7. Indeed, since the appeal was lodged and prior to the hearing of this appeal before us, the Tribunal received from the Appellant with her letter of 30 June 2014 a bundle of documents that in fact included the record of attendance of the Appellant at the college from the outset of her course.

 

8. The Appellant explained that she had mistakenly thought that she only needed to provide to the First-tier Tribunal evidence from 24 January 2014. She readily accepted before us, that this was clearly a mistake.

 

9. The concern that the Appellant’s evidence raised with us, was whether in these circumstances there had been procedural unfairness due to the fact that the Appellant was thus denied or albeit inadvertently mislead, into believing that she could not take the opportunity of electing to have an oral hearing in which she could have given oral evidence in support of her own appeal and indeed at the oral hearing, produce all of the documents that are now before us. Clearly, had the First-tier Judge seen the record of attendance that is now before us and had he considered that it was cogent evidence in support of the Appellant’s case that she did not fail to attend her course, he may well have come to a different decision.

 

10. We were thus concerned that that there had in consequence, been a procedural irregularity which has led to an unfair hearing recognising that justice must not only be done but seen to be done.

 

11. Most helpfully, Mr Wilding for the Respondent accepted that in such circumstances the appropriate course would be to set the decision of the First-tier Judge aside and to make a fresh decision.

 

12. Upon our careful consideration of the matter, we concluded for the above reasons that the appropriate course was to set aside the decision of the First-tier Tribunal. We considered whether to remit this appeal to the First-tier Tribunal but having ascertained that a remitted hearing of this appeal could take many months, we decided with Mr Wilding’s and the Appellant’s agreement, that fairness demanded that we should ourselves proceed to make that fresh decision.
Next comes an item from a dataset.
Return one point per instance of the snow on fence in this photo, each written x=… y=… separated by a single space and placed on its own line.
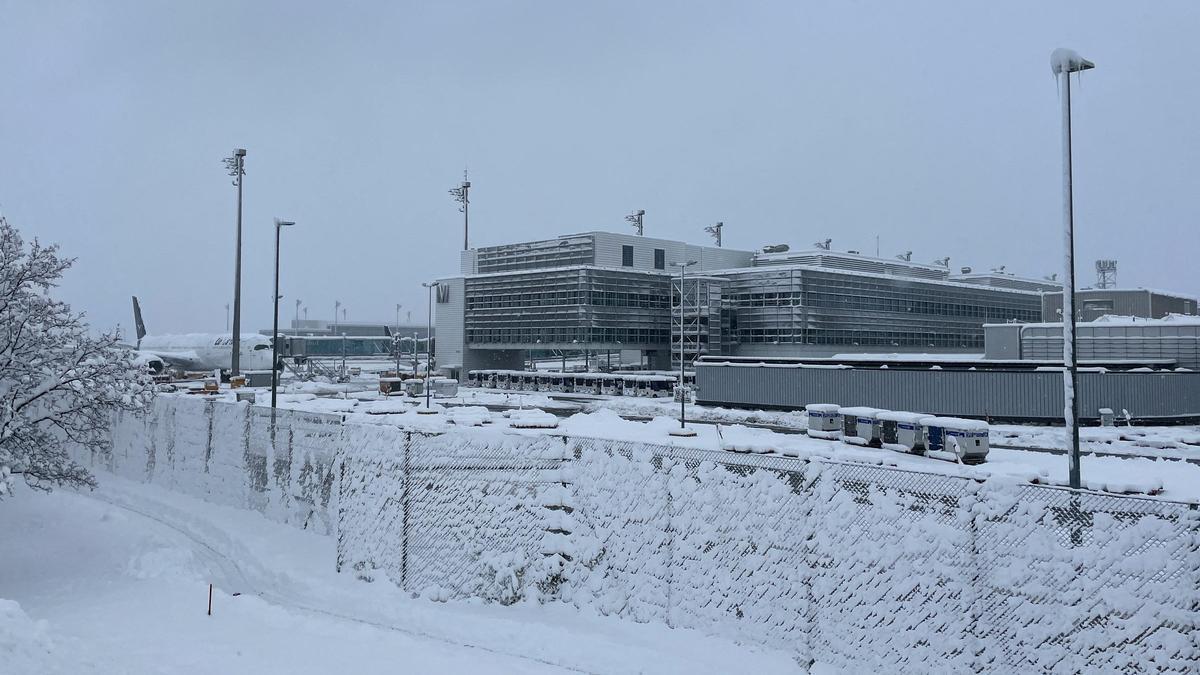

We therefore proceeded to consider the evidence that was now before us in its totality.

 

13. Having seen and heard the Appellant’s unchallenged oral evidence that was not the subject of cross-examination, we had no difficulty in concluding that she was an honest and credible witness, who had had no intention of deceiving the Tribunal and indeed what she told us was reinforced by the attendance record that we, upon our careful consideration, found to be both a reliable, persuasive and cogent piece of documentary evidence.

14. Thus upon our consideration of the evidence in its totality, both oral and documentary, and for the above reasons, we had no difficulty in concluding that the Appellant had discharged the burden of proof upon her, to the requisite standard of a balance of probabilities, to show that contrary to the Respondent’s understanding, the Appellant did indeed attend and complete her course of study.

 

 

 

 

 

Conclusion

 

15. The making of the decision of the First-tier Tribunal did involve the making of an error on a point of law.

 

16. We set aside the decision.

17. We re-make the decision in the appeal by allowing it.